Just in case you missed the story in the media yesterday - probably because your brain has become attuned to tuning out every time you see or hear the words 'SABC', the PWC skills audit found incompetence was at its highest level at the top and in the broadcast technology division.
A breath-taking total 577 of 842 jobs sampled discovered qualifications were either incomplete or "not authentic".
Of all the executives, 60% were unable to meet the minimum requirements for strategic thinking and 56% were not able to demonstrate competency in solving problems or taking decisions.
And so it goes on and on and on.
But, it would be unfair to blame the whole SABC debacle on staff at any level in spite of dodgy qualifications and the inability to solve problems or take decisions.
The problems at SABC start at the top.
After all someone at the top has hired people who have dodgy qualifications and can't solve problems or make decisions.
The rot, in my opinion, does not lie with incompetent staff but right up there at board level.
Getting things right at the SABC is actually not anything close to rocket science. It is pretty straightforward - starting with getting the right people in the right places. People who understand the broadcasting business and people who understand finance.
There are any number of extremely well qualified people in South Africa who can fit either of these essential job profiles.
The trouble is, they are not members of the ANC.
Because the SABC board and a lot of other top key positions are populated by ANC cadres. And one has to wonder just how cadre deployment works because there is a growing perception that those cadres who are not good enough to fill political positions end up being given board positions on the SABC and SAA.
All of which reminds me of the black politician who threw his lot in with the National Party during the apartheid years, saying that as the Nats did not listen to anyone from the outside maybe he could make changes if he were on the inside.
Perhaps now, those people like me, who are intensely frustrated by the continuing incompetence and abuse of our public broadcaster, should just join the ANC and lobby to be deployed to the SABC board.
The situation is indeed that desperate.
Annoyingly, there are still some very good people at the SABC. Outstanding presenters and DJs, very good programmers and advertising sales people. There are a lot of them who are forced to mind their own business and not get involved in trying to improve things because of the very real possibility of being caught up in the continuing internal power struggles and bloodletting politics.
For the first time South Africa has a communications minister who has, so far, spoken with logic and understanding.

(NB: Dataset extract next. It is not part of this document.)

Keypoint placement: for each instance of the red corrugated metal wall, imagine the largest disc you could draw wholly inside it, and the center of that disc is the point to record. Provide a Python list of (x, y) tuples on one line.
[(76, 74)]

Hopefully he will have sufficient clout in cabinet to show that the SABC will not be rescued by deployed cadres, but rather by broadcast and business professionals.
The SABC does not have a permanent chief financial officer and now it doesn't even have a CEO.
It has been going through CEOs at the rate of one a year for the past five or six years and if that isn't a clue to the extent of the problem, nothing is.
I could go on and on about what is wrong with the SABC and what is needed to get things right. But until such time as the board is populated with people who actually know what they are doing and how to display some form of leadership, all that will happen is that I will continue to bore you and myself.